The format of it, with the prophecy, the time travel, and the trying to make reason of the side plots, was interesting and had a lot of potential, but for me, it falls flat. I did not care for most of the characters except George, who felt like he had just been dragged into this nonsense and had no choice (see? Everything is very much an “I have no choice but to do this” all over the book), so our two main characters in themselves are flat and boring, plot puppets overall to fulfil a prophecy and you could swap them for other characters and still get the same story.

The premise is that there is this prophecy about 3 parts of a story, and you are having that slowly told (the people talking of the prophecy talk about the person who made it, and make notes on it and therefore this was the most interesting part and you could read just the bits of the prophecy and get a decent story, skipping more than half the book, way more enjoyable) but you also get several points of view by a variety of characters on how they are going to save the world, or maybe just themselves because they are selfish and want to live and yet they are cowards and nothing like what they are supposed to be.

The overall summary is that this had potential, had an interesting idea, and formatting and the “prophecy” part was pretty decent, but the execution fell flat and steamrolled through the characters just to fit the prophecy and “plot”, and it could have been done better. They deserved better.

Book Review

Moon Reads: The Truth Project

The Truth Project by Dante Medema

Rating: MoonKestrel Logo2 20px MoonKestrel Logo2 20px MoonKestrel Logo2 20px MoonKestrel Logo2 20px

This book was provided to me as a gift from the publisher. It was one I requested since I wanted to be able to review it. The fact that the book was provided by the publisher doesn’t inform my review of the book. All views here my own.

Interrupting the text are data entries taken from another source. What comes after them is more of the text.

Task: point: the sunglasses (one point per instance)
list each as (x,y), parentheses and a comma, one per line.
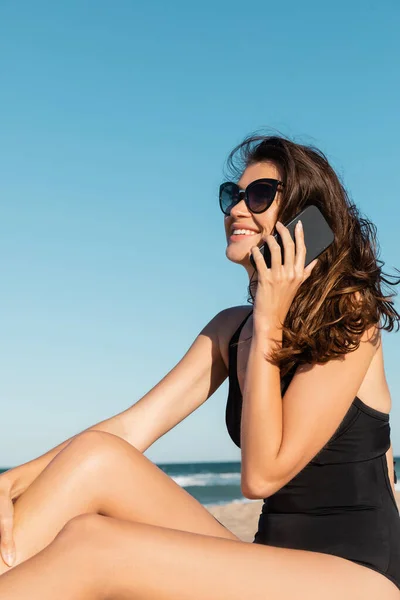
(258,195)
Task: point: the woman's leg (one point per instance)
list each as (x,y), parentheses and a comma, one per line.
(101,473)
(98,558)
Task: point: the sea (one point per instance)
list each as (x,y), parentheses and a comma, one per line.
(215,482)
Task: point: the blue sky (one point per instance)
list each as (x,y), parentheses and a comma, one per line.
(116,119)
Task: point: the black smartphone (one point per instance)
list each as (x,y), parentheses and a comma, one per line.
(317,235)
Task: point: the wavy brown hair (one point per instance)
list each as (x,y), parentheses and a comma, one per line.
(343,295)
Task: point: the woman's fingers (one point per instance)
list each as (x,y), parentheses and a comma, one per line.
(7,545)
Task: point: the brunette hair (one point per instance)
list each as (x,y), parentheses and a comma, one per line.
(343,295)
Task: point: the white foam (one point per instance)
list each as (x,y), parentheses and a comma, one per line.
(207,479)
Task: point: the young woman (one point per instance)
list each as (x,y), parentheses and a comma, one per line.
(308,404)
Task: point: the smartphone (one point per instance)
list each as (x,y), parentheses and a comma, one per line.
(317,235)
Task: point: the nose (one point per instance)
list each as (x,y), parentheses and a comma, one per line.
(240,208)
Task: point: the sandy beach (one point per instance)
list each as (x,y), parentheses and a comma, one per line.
(242,519)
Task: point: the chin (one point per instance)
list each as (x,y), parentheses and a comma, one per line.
(238,255)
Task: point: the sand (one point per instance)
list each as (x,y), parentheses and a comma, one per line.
(242,519)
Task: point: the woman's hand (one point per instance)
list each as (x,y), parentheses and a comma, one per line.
(7,544)
(278,285)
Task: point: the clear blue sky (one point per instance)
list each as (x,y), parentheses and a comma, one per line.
(116,119)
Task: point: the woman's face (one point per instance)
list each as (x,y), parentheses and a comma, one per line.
(239,246)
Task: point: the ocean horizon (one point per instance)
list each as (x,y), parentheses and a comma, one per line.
(214,483)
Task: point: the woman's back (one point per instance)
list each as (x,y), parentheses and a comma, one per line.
(342,502)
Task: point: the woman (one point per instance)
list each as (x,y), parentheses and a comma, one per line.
(308,404)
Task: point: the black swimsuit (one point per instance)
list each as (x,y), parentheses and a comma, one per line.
(342,502)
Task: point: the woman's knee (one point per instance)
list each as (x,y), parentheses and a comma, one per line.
(97,448)
(86,528)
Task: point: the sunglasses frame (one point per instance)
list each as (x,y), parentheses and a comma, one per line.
(243,193)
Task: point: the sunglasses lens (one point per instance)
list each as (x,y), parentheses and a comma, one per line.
(228,196)
(260,196)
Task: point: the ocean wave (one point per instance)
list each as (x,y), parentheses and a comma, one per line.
(207,479)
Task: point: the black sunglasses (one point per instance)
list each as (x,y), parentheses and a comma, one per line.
(258,195)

I picked the Truth Project since I have been reading a lot of fantasy and middle grade or graphic novels, so this felt like a good palate cleanser of a read and it was the perfect book to read while in a cosy bath. If you like The Poet X by Elizabeth Acevedo, then this is definitely a book to read as it is also in verse style.

Cordelia is aceing high school and ready to go to university, she just needs to get her project sorted which she chooses to tackle a genetic test and the concept of identity through poetry. For that, she is paired up wiht the troubled boy Kodiak. It should be an easy project writing about what makes you you and what effect genetics have on it, or at least that is what she thinks will happen. But when the test results come through, her truth isn’t exactly what she thought it was, the person she calls Father isn’t her biological father.

This defintiely throws Cordelia in for a spin and her perfect record suddenly doesn’t matter as much, when it feels like everything she knws is a lie. We get the story shown as she grapples with her identity, trying to decide if she wants to meet her biological father and figuring out what she thinks about who she is and who her family is. Through her poetry, text conversations with her best friend and Kodiak, and a few email exchanges, we get a very dynamic story.

I really liked the format this was being worked with, it isnt just poetry/verse but also texts and emails, with different language depending on who Cordelia is talking to. And it was interesting to see how she tries to navigate her new truth and what it means for her, and the lies she wants to believe or the ones she starts making up to cope with the truth.

As you may know, I am not big on contemporary, usually quite picky on it, but this one won a space in my reading due to how it explores identity, family, being troubled, making mistakes and the concept of what is true and what lies one can believe or deal with.

Also, bonus points because her family is there and not just thrown around conveniently. I also could see glimpses of what her parents are actually discussing but that she doesn’t realise where things are going or how they are happening and instead interprets differently. But it was fascinating to see the layers of thigns even through her verses.